This data shows the states that spend the most money per student and where the differences are in the quality of schools. To educate students, the United States spent an average of less than $12,000 per student in the 2019 fiscal year, although the total varies both between states and within states.
According to data from USAFacts and the Edunomics Lab at Georgetown University, the southeastern states spend the most on public education, the three states of New York, Connecticut and New Jersey lead all states in the 2019 budget per unit. -student expenses exceed $20,000. [ READ MORE: How much do states spend on education? ]
Other northeastern states near the top include New Hampshire (#5), Rhode Island (#6), Massachusetts (#7), Delaware (#10), Pennsylvania (# 11), Vermont (#14), and Maine (#15). Data were standardized for interstate comparisons.
These are the states with the highest median income per student, according to USAFacts and Edunomics Lab:
New York ($25,359)
New Jersey ($20,247)
New Hampshire ($18,632)
Rhode Island ($17,231)
At the other end of the spectrum for all types of students are Utah ($7,811), Idaho ($8,005), Arizona ($8,557), Mississippi ($9,258), and Oklahoma ($9,446). Data processing does not include information for South Dakota.
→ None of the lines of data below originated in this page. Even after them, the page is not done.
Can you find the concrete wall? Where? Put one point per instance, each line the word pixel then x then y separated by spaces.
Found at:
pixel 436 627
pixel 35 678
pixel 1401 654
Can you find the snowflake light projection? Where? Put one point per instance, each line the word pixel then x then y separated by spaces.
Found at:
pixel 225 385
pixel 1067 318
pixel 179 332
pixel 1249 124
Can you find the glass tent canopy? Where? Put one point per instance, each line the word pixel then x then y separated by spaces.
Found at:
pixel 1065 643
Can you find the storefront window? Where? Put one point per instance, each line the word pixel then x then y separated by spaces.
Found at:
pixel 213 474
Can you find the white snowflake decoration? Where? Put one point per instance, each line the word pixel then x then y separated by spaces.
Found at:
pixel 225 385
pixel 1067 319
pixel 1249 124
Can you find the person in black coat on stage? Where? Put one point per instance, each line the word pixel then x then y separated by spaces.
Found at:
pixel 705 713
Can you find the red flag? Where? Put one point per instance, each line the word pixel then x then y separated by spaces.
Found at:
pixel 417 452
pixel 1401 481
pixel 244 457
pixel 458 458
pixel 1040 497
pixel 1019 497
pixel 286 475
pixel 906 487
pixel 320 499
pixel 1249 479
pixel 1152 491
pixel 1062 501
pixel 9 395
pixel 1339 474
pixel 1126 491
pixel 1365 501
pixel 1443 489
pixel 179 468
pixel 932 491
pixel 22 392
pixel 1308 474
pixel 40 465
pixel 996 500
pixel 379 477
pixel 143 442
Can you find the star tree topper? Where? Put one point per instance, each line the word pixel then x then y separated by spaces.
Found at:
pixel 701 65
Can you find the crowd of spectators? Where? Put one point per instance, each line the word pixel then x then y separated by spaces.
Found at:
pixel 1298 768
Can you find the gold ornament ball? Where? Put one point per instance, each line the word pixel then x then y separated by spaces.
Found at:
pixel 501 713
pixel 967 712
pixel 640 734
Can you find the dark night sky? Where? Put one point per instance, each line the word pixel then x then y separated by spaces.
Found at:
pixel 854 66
Outlying states in the top 10 include sparsely populated Alaska (#4) and Wyoming (#8), which, along with New York, are the states with the highest per-pupil spending on public schools. within their limits. , as compared by comparing schools with high and low levels of budget. Schools in the 75th percentile for per capita spending in Alaska spent more than $35,000 per student, for example, while those in the 25th percentile spent less than $16,000 per student, creating the biggest disparity. in the country. , as normal data.
It should be understood that school funding comes from different sources at different levels, which may vary from state to state. According to the National Center for Education Statistics, in the 2018-2019 school year, approximately 47% of elementary and secondary schools across the country were from the states, while 45% were from the capital and 8 % from the federal government. source. .
The latest data on the achievements of the federal government shows a dire situation for the nation’s 9-year-old children
“In 2022, students are performing at levels not seen 20 years ago,” an official in the Department of Education’s research department said after the data was released. New federal data — the first to compare school performance from before the coronavirus pandemic to today — shows unprecedented declines in math and reading and the biggest setbacks for students in more than six months. . century. Daniel McGrath, acting commissioner of the National Center for Education Statistics, the Department of Education’s research arm, said: “These are some of the biggest declines we’ve seen in a single survey in 50 years.” pound in 2022 is operating at a level not seen 20 years ago.”
The decline in math and reading is not surprising given the significant educational setbacks that have been recorded in many areas due to the disruption of education during the coronavirus pandemic. But the results of the National Assessment of Educational Progress – the first and only report with an international student body – revealed many of the worst fears of school leaders and showed how devastating the school crisis is. , especially the closest ones. behind.
NCES Commissioner Peggy Carr said: ‘During this pandemic, NCES has expanded and created more data collections and educational challenges, and they are taking a more thoughtful picture. “School shootings, violence and disruption in the classroom are on the rise, as are teachers and staff, truancy, cyberbullying and the use of mental health services for children. Students. This information provides an important context for the results we see from the analysis of long-term trends. »
The average math score has fallen by seven points since 2020, with the highest performing students showing 12 failures compared to the lowest performing students, who showed just three failures. Meanwhile, the average number of 9-year-olds dropped five points from 2020 to 2022, with the most active students posting a 10% drop compared to the least active students, who showed only two points.